Sir Hans Sloane was a great enlightenment figure whose presence is felt in Chelsea to this day.
Sloane Square, Sloane Street, Hans Place and Hans Town are all named after him. Yet with the passage of time his voice and character have grown more silent; he didn't have his own scribe so we will never know the nuances and idiosyncrasies of his character but his actions echo ever more loudly down the centuries. Sir Hans Sloane (1660-1753), physician and collector, was a man of his time, and the age he lived through imprinted itself upon him and he in turn made an indelible contribution to that world, no more so than through his enduring association with Chelsea. So who was he and what was his attachment to the area?
Hans Sloane was born in Killyleagh, Ireland on April 16, 1660. From an early age he developed a strong inclination towards the study of the works of nature - an interest which led him to study botany at one of the foremost institutions of his day, the Chelsea Physic Garden. This was his first introduction to Chelsea. Sloane also studied chemistry at the Apothecaries Hall and then took off travelling around Europe, returning in 1683 after passing his medical doctorate. During this time he also came under the influence of two older contemporaries who were to remain his firm friends for the remainder of their lives, John Ray and Robert Boyle. There seems little doubt that the acquaintance of these scholarly figures and their circle produced a powerful formative influence on the development of Sloane's interests.
In 1687-9, Sloane went to Jamaica as physician to the 2nd Duke of Albemarle. During this voyage he began collecting samples of plants and animals. This 'collecting' was the start of a life-long obsession. He also brought back from Jamaica a very important discovery – chocolate. He believed it had 'health giving properties' and invented a recipe for drinking chocolate. This recipe was later purchased by Messrs Cadbury and commercially produced.
After his return to London Sloane stayed in the service of the Duchess of Albemarle for a few years before setting up what was to become an immensely successful medical practice in Bloomsbury. In 1712 Sloane purchased the Manor of Chelsea, thinking that the Manor House would be the ideal venue to store and exhibit his burgeoning collections. Chelsea at that time was a pleasant village in reach of the city of London, a fashionable place to live and the site of many grand houses along the river Thames. In 1695 he married Elizabeth, the widow of Fulk Rose, formerly of Jamaica. They had two daughters; Sarah and (in 1702) Elizabeth. In 1717 Sloane's younger daughter Elizabeth married Charles, later 2nd Baron Cadogan. It is through this union that the stewardship of Chelsea passed into the Cadogan family and the Cadogan Estate in Chelsea was established.
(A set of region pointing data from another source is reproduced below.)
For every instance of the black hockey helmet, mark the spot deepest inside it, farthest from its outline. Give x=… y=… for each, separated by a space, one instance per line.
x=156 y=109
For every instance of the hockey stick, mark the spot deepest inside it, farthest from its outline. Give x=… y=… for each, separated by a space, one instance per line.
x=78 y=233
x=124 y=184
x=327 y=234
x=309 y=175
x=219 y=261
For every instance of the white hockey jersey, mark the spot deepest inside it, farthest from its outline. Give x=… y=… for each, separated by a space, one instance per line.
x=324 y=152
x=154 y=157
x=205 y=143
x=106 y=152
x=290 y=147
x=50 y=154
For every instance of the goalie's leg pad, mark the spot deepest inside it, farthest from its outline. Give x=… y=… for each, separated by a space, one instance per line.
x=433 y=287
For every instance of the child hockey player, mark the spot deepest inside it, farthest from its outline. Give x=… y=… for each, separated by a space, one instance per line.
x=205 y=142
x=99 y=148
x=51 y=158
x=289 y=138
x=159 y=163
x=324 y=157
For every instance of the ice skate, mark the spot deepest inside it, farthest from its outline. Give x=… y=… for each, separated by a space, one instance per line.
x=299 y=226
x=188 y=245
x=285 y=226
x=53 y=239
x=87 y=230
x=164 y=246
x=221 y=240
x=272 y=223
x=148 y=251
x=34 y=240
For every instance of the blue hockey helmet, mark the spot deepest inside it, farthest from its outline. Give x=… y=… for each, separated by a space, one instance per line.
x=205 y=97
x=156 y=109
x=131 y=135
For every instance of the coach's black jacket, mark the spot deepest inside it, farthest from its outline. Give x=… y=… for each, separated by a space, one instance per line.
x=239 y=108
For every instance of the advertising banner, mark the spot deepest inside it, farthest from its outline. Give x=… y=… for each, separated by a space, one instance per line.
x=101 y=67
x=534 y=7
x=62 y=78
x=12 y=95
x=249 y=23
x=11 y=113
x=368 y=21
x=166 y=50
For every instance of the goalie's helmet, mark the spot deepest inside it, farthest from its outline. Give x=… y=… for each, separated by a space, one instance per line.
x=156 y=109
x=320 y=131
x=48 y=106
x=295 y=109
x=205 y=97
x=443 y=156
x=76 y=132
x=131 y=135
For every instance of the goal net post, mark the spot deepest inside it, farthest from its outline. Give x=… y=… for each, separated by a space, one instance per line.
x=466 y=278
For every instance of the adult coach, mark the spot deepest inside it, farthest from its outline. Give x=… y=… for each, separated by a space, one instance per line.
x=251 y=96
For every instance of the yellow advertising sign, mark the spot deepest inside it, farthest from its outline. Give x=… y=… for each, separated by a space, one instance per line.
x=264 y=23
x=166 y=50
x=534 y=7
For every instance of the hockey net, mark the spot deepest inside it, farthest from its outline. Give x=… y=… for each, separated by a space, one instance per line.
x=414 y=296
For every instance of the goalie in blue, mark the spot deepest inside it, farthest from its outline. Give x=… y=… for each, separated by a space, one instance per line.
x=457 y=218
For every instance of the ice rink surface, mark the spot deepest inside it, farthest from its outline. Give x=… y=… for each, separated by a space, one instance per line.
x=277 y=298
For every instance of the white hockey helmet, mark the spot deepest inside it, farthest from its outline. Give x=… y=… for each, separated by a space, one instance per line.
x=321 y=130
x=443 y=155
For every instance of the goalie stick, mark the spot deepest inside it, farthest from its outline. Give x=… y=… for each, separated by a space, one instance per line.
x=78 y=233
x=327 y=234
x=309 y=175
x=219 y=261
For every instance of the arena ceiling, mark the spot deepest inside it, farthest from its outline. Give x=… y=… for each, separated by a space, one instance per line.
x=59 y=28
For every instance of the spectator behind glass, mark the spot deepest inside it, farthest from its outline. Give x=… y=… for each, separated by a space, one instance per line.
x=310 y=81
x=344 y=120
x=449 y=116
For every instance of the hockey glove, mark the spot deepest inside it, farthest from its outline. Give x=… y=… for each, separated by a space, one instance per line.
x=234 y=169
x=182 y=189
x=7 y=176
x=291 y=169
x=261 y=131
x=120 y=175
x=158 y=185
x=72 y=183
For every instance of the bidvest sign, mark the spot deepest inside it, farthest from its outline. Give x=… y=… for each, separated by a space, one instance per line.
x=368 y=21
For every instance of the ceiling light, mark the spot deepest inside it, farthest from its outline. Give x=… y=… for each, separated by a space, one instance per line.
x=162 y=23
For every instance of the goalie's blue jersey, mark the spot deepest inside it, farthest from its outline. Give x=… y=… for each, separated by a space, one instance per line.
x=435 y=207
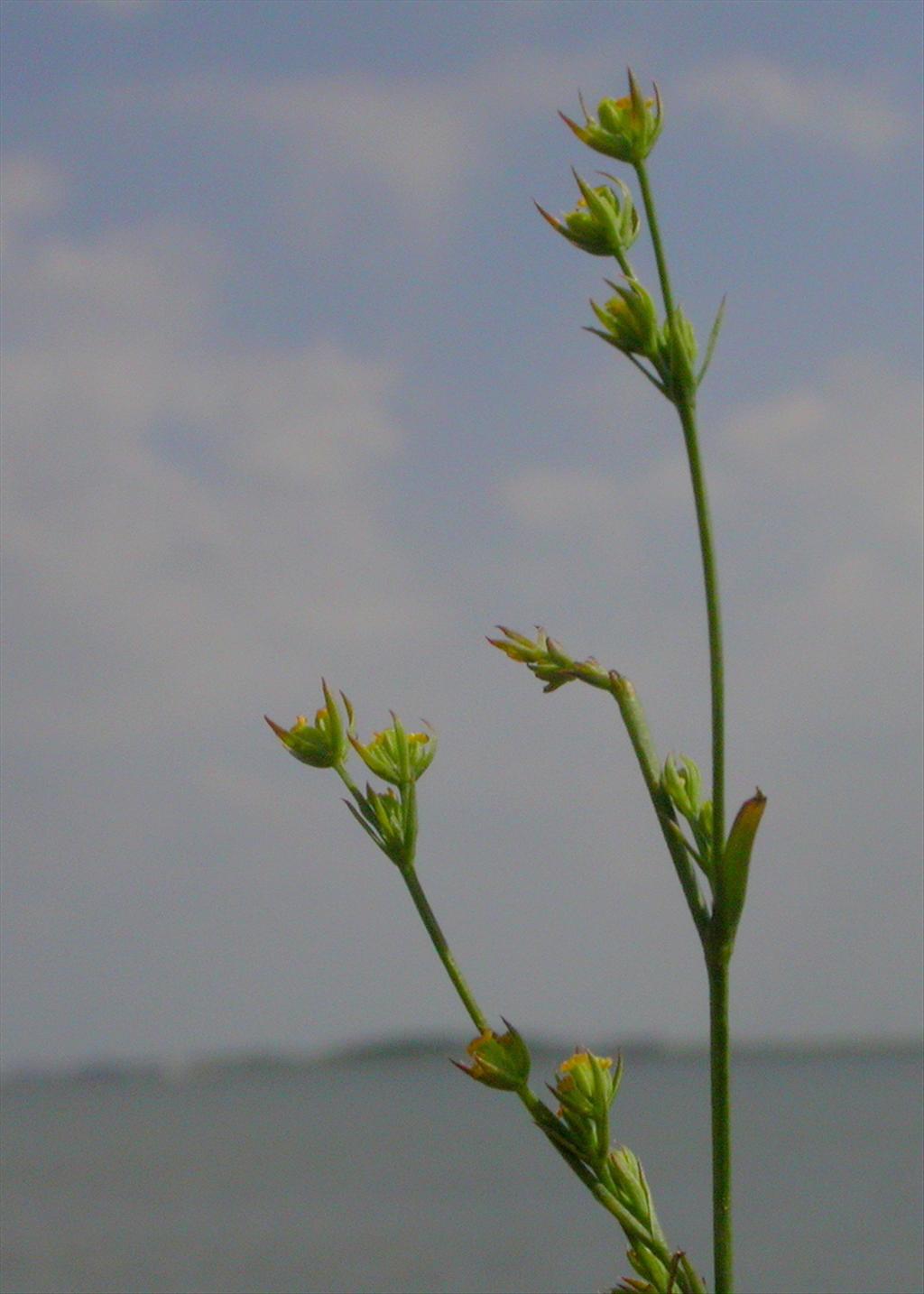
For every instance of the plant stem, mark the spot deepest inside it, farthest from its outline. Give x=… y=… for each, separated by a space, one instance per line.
x=443 y=948
x=653 y=228
x=716 y=947
x=721 y=1123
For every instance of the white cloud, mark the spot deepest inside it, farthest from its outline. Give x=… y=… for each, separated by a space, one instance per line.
x=32 y=188
x=178 y=510
x=819 y=106
x=817 y=495
x=416 y=139
x=121 y=8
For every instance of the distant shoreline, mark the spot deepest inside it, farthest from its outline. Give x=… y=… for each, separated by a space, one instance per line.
x=258 y=1063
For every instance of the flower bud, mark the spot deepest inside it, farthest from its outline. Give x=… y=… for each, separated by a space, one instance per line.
x=585 y=1088
x=679 y=349
x=585 y=1085
x=548 y=661
x=683 y=787
x=735 y=861
x=631 y=321
x=683 y=784
x=601 y=224
x=624 y=128
x=501 y=1063
x=321 y=744
x=395 y=754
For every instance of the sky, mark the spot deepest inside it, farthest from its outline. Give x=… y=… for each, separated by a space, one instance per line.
x=295 y=384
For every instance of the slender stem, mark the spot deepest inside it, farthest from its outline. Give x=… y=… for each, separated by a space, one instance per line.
x=443 y=948
x=637 y=727
x=653 y=228
x=717 y=951
x=721 y=1121
x=688 y=413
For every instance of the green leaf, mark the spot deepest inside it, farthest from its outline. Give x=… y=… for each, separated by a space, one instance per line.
x=736 y=859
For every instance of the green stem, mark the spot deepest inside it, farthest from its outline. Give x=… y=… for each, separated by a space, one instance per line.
x=717 y=953
x=653 y=228
x=443 y=948
x=637 y=727
x=686 y=409
x=717 y=966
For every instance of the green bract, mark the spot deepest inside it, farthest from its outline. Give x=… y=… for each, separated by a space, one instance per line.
x=629 y=321
x=321 y=744
x=602 y=223
x=503 y=1063
x=395 y=754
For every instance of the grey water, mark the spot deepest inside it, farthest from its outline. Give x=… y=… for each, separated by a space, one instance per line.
x=398 y=1175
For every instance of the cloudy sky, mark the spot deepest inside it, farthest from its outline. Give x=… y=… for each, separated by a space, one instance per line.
x=295 y=384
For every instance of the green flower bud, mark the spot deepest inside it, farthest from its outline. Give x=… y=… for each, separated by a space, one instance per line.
x=624 y=128
x=501 y=1063
x=735 y=861
x=601 y=223
x=395 y=754
x=679 y=349
x=683 y=787
x=585 y=1086
x=631 y=321
x=548 y=661
x=321 y=744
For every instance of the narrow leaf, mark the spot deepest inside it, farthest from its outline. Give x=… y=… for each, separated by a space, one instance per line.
x=736 y=859
x=711 y=345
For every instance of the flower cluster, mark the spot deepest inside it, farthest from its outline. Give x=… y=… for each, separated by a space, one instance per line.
x=624 y=128
x=395 y=756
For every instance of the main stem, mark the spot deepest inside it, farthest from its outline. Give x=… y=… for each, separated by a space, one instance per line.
x=443 y=948
x=721 y=1122
x=717 y=950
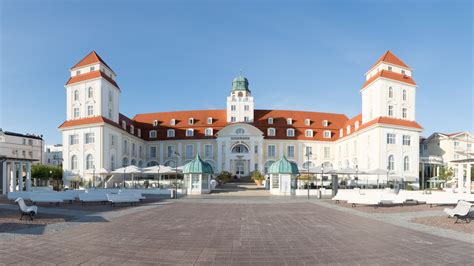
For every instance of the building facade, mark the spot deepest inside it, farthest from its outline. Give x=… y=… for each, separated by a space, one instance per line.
x=241 y=138
x=17 y=153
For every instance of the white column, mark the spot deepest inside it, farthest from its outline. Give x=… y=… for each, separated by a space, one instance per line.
x=28 y=176
x=13 y=177
x=20 y=176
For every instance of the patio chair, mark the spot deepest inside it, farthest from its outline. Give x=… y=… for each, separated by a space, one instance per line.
x=30 y=211
x=460 y=212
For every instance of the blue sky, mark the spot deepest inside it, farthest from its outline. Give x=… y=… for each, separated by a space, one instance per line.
x=170 y=55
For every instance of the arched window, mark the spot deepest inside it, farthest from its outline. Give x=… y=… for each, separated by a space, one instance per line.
x=112 y=162
x=89 y=162
x=391 y=163
x=406 y=163
x=74 y=162
x=240 y=149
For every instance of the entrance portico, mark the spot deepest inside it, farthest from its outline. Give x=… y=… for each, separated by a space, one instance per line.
x=239 y=149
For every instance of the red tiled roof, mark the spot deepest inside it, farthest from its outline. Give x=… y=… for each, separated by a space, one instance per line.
x=91 y=75
x=389 y=57
x=389 y=75
x=89 y=59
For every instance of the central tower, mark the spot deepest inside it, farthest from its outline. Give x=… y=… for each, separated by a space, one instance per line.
x=240 y=104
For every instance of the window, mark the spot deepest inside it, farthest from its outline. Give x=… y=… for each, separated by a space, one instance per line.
x=406 y=163
x=271 y=151
x=271 y=132
x=189 y=132
x=89 y=138
x=189 y=152
x=391 y=138
x=327 y=134
x=89 y=162
x=327 y=152
x=208 y=151
x=290 y=151
x=390 y=110
x=406 y=140
x=391 y=163
x=170 y=151
x=404 y=113
x=290 y=132
x=74 y=139
x=74 y=162
x=240 y=148
x=153 y=152
x=76 y=112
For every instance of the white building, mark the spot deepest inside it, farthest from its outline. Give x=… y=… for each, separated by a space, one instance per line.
x=240 y=138
x=17 y=153
x=53 y=155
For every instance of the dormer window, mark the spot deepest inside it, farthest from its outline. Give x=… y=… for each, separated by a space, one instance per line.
x=189 y=132
x=271 y=132
x=327 y=134
x=290 y=132
x=209 y=132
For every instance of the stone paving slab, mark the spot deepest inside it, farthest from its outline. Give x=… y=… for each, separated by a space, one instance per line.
x=190 y=233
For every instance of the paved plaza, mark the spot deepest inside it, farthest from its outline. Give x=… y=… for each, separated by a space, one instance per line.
x=227 y=230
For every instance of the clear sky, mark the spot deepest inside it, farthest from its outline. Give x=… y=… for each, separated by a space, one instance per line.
x=170 y=55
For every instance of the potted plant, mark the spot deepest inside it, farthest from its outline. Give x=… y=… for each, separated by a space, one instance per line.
x=257 y=177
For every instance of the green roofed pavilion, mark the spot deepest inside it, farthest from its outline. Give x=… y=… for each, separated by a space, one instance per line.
x=283 y=166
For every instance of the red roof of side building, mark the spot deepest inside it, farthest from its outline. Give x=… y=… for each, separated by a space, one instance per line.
x=89 y=76
x=89 y=59
x=389 y=75
x=390 y=58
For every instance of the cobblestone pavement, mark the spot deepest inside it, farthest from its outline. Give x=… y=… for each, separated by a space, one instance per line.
x=190 y=231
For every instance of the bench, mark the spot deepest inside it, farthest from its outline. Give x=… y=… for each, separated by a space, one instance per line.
x=26 y=210
x=460 y=212
x=122 y=198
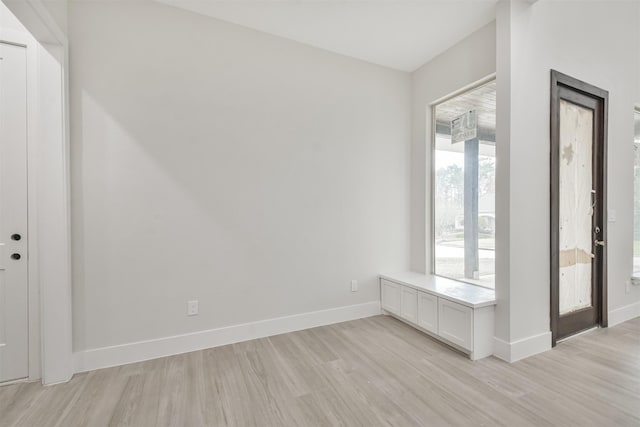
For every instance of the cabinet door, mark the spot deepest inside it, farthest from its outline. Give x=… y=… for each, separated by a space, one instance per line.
x=390 y=296
x=455 y=323
x=409 y=304
x=428 y=312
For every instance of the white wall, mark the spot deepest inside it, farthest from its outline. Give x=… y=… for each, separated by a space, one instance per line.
x=472 y=59
x=596 y=42
x=213 y=162
x=58 y=10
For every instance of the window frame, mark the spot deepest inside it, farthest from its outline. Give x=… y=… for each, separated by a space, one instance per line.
x=432 y=174
x=635 y=279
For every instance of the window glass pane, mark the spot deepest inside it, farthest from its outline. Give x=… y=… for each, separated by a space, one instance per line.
x=464 y=187
x=636 y=197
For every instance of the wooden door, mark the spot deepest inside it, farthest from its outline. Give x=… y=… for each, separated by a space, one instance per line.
x=578 y=203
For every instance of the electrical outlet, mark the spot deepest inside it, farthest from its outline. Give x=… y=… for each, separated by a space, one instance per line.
x=192 y=308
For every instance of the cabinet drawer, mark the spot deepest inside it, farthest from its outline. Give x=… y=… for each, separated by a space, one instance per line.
x=428 y=312
x=455 y=323
x=390 y=296
x=409 y=304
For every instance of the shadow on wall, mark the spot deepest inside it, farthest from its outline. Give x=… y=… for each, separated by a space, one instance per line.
x=213 y=160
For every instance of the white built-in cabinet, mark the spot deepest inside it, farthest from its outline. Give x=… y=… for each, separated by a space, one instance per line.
x=460 y=314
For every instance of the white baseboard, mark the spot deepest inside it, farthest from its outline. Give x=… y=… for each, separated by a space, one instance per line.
x=89 y=360
x=521 y=349
x=623 y=314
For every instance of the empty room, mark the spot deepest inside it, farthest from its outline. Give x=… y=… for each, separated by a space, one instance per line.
x=319 y=213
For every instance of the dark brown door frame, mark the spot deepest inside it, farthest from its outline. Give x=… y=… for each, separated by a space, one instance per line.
x=559 y=83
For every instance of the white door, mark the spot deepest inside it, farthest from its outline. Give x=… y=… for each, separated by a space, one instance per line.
x=14 y=338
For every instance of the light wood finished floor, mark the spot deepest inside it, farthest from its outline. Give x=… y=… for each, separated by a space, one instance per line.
x=369 y=372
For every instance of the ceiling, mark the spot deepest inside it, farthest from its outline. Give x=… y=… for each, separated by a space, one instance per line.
x=400 y=34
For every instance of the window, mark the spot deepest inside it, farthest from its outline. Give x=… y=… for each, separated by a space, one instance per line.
x=464 y=170
x=636 y=196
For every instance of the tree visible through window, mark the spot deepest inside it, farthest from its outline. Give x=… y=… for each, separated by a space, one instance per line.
x=464 y=187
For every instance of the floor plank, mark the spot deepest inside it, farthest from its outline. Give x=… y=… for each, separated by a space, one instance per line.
x=369 y=372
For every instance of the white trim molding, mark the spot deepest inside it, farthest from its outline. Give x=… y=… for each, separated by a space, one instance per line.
x=105 y=357
x=523 y=348
x=623 y=314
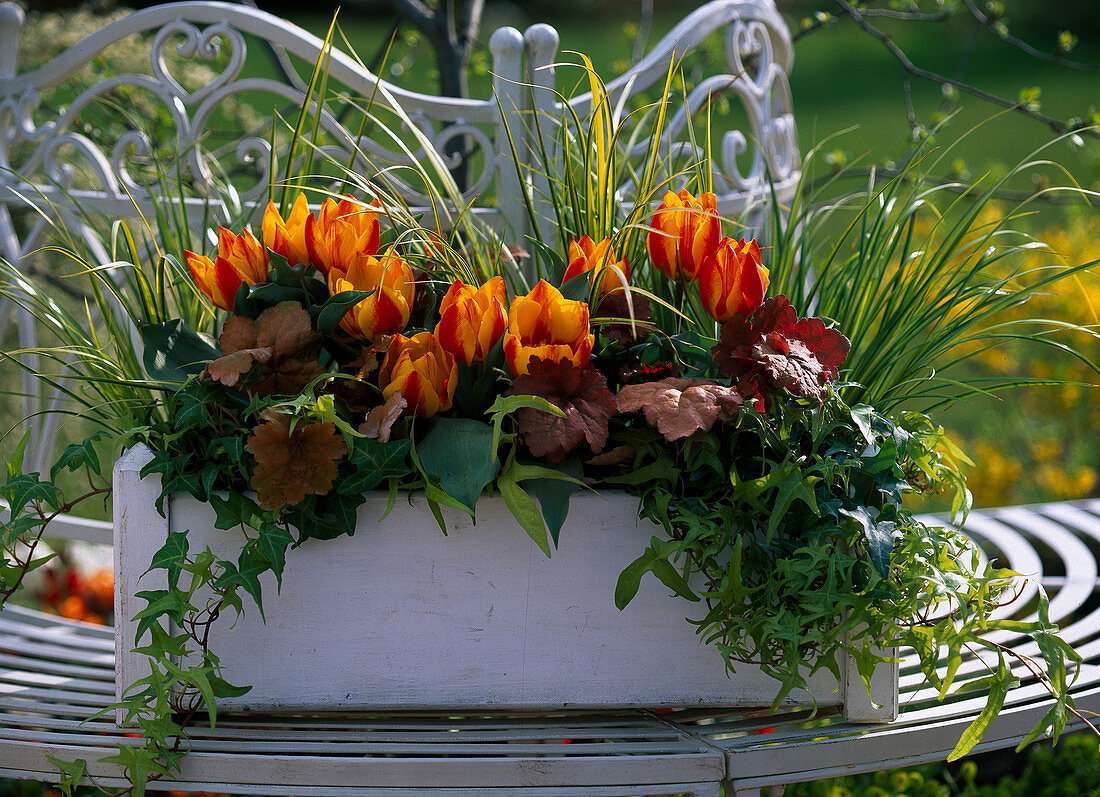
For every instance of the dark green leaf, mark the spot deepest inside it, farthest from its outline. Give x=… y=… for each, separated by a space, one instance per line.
x=332 y=311
x=878 y=534
x=458 y=456
x=15 y=463
x=553 y=494
x=523 y=508
x=174 y=351
x=79 y=454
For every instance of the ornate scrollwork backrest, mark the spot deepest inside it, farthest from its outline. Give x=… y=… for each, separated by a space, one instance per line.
x=748 y=166
x=45 y=155
x=190 y=74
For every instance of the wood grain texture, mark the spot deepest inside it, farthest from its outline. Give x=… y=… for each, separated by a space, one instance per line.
x=402 y=616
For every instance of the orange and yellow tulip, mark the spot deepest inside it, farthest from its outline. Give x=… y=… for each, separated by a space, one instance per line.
x=734 y=280
x=385 y=311
x=240 y=258
x=341 y=233
x=546 y=324
x=289 y=238
x=684 y=234
x=217 y=279
x=472 y=321
x=598 y=262
x=421 y=371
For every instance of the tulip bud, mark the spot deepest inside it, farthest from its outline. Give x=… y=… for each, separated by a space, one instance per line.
x=684 y=233
x=288 y=238
x=385 y=311
x=546 y=324
x=240 y=258
x=341 y=233
x=734 y=280
x=421 y=371
x=472 y=321
x=598 y=261
x=217 y=279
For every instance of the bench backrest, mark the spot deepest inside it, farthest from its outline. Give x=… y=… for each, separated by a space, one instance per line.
x=171 y=123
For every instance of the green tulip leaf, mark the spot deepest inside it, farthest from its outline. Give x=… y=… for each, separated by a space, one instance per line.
x=458 y=456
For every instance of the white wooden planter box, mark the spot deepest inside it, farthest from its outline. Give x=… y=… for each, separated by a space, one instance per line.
x=402 y=617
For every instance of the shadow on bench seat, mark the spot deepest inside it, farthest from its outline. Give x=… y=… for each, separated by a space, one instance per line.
x=55 y=674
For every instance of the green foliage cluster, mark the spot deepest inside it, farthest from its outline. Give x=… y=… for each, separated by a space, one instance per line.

Sloane had the good fortune to be inspired by some of the greatest physicians of the age. While in Oxford he met John Radcliffe, perhaps the country's wealthiest medical practitioner, and entered into 'the greatest intimacy of friendship' with Thomas Sydenham, the undisputed master of the medical world. Sloane was appointed physician to three British monarchs; Queen Anne in 1696, George I in 1716 and George II in 1727. In the same year, he succeeded Sir Isaac Newton as President of the Royal Society, an appointment that placed Sloane at the hub of the learned world. While he was a skilful promoter of science and defender of the practices of observation and experiment, Sloane was also much admired for his philanthropy and 'his bounty to the distressed'. His medical care of London's most affluent enabled him to amass a vast fortune which he then redistributed to the city's poor in the form of free medical supervision. Before the socially-minded Sloane had retired from his medical practice, he was an occasional visitor to his Chelsea estate where he probably continued his London habit of treating the poor free of charge, as he did at Chelsea after his retirement. In 1721 Sloane gave the Physic Garden to the Apothecaries for £5 per annum in perpetuity, under the condition that 50 new plants grown in the gardens were to be submitted annually to the Royal Society. Later, in 1732, Sloane presented his nephew, Rev. Sloane Elsmere, with the rectory of Chelsea, and gave three-quarters of an acre, near to the King's Road burial ground, for the building of a workhouse.